The idea, at first, was to bring photojournalism to the streets, bypassing the usual gatekeepers to reach an audience in the most direct way: by pasting photos on the walls of Paris, London, New York and many other cities around the world. In the six years since the collective Dysturb began, it has used photography to inform people who may not usually pick up a newspaper or watch the news. It has started education programs in schools across Europe and the United States.
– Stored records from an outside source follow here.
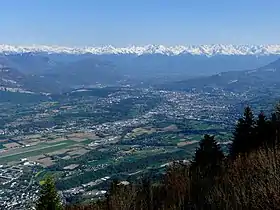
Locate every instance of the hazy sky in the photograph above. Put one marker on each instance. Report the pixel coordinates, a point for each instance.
(139, 22)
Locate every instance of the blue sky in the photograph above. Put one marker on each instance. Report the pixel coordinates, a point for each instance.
(139, 22)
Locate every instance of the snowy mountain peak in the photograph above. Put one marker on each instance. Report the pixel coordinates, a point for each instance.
(208, 50)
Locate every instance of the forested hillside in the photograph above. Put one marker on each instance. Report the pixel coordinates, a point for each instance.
(245, 178)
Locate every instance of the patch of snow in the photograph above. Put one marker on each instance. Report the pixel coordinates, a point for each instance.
(208, 50)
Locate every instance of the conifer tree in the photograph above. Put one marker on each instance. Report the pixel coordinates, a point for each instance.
(261, 132)
(49, 198)
(208, 155)
(204, 168)
(243, 139)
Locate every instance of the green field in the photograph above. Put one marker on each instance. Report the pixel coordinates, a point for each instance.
(34, 151)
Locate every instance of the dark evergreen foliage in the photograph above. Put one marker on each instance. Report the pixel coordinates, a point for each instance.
(244, 134)
(49, 198)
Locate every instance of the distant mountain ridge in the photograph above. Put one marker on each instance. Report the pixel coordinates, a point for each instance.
(266, 78)
(208, 50)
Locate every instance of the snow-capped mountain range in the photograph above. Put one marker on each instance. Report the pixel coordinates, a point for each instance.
(208, 50)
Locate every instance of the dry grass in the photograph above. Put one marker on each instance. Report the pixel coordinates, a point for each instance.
(251, 182)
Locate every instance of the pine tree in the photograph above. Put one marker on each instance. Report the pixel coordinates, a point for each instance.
(208, 155)
(261, 132)
(49, 198)
(204, 168)
(243, 139)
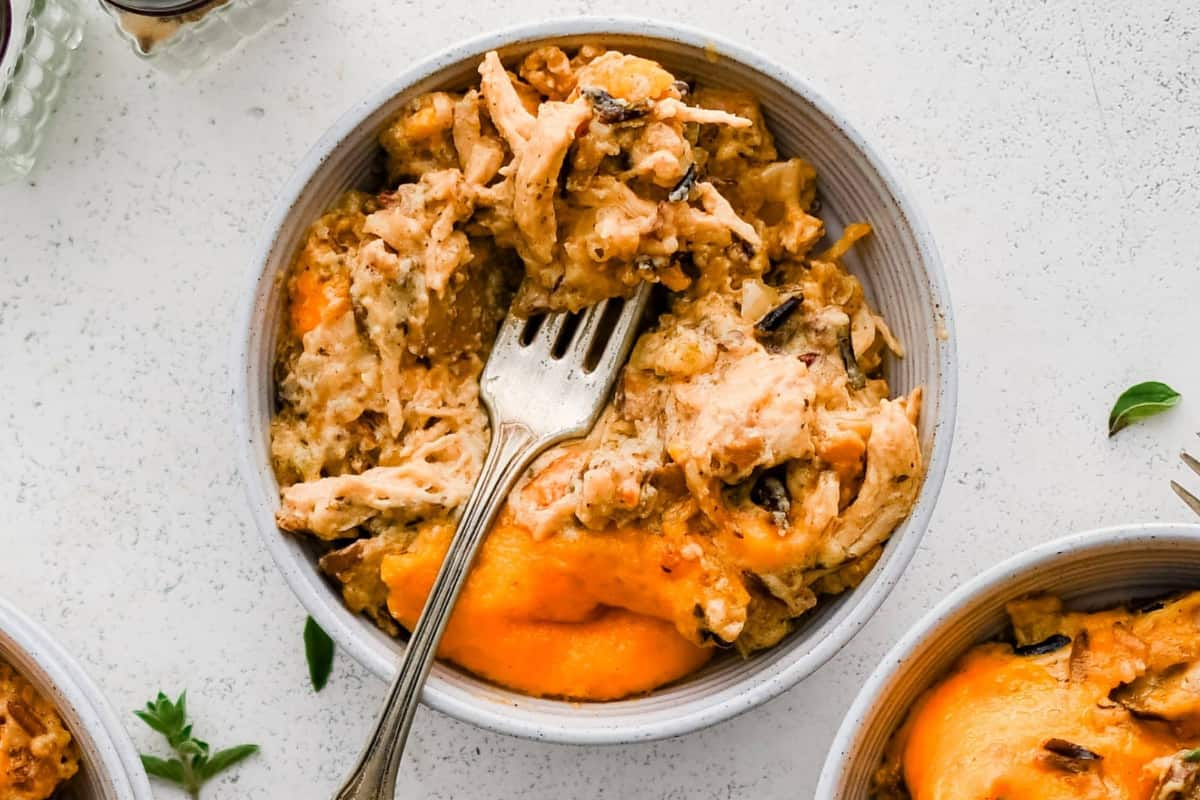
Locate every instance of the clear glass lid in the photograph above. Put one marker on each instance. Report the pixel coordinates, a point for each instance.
(157, 7)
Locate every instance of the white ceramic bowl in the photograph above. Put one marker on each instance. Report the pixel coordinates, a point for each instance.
(1095, 570)
(109, 768)
(898, 265)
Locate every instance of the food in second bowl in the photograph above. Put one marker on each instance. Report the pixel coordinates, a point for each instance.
(1098, 707)
(36, 750)
(750, 461)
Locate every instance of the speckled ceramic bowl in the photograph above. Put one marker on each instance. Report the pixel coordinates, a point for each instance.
(898, 265)
(109, 768)
(1089, 571)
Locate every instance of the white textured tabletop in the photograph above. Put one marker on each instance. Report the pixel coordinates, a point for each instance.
(1054, 146)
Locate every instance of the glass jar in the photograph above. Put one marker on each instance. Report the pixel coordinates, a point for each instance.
(184, 35)
(37, 43)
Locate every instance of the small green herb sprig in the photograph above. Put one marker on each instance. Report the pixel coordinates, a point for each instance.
(318, 649)
(1140, 402)
(193, 763)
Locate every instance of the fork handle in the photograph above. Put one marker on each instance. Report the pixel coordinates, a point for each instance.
(514, 446)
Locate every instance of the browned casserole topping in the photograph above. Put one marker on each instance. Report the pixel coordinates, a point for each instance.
(36, 750)
(751, 458)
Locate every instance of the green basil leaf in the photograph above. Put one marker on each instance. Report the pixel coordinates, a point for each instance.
(223, 759)
(168, 770)
(319, 650)
(1139, 402)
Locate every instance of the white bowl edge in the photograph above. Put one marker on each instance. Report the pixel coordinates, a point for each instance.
(102, 735)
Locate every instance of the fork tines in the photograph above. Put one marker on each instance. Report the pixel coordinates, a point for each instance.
(1192, 500)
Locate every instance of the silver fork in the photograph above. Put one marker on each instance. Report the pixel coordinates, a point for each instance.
(1187, 497)
(543, 383)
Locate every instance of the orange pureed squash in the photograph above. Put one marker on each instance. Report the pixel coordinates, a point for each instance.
(1111, 709)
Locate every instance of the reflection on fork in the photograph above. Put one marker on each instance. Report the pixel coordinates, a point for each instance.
(1187, 497)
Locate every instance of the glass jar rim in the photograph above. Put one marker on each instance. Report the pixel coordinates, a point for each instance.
(5, 25)
(157, 7)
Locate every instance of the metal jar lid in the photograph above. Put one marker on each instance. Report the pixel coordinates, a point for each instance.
(156, 7)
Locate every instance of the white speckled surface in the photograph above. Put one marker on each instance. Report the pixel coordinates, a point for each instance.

It has partnered with nongovernmental organizations to raise awareness of global issues such as climate change and women’s rights.
So when the novel coronavirus started spreading worldwide, the photographers behind Dysturb took to the streets once more. Last week, they began a campaign in Paris and New York to encourage people to respect social distancing and stay-at-home orders, using the work of photographers who have been covering the coronavirus crisis (Laurence Geai, Nina Berman, Fabio Bucciarelli and Ismail Ferdous, among many others), as well as art by Jeremyville, a New York-based designer.
Each photograph comes with a set of facts about the benefits of confinement in the fight against the virus as well as reminders of best social distancing practices. In the coming days, the campaign will expand to cities such as San Francisco and Seattle in the United States and Nairobi in Kenya after receiving a grant from the John S. Knight Journalism Fellowships at Stanford University, in partnership with photography organizations CatchLight and The Everyday Project.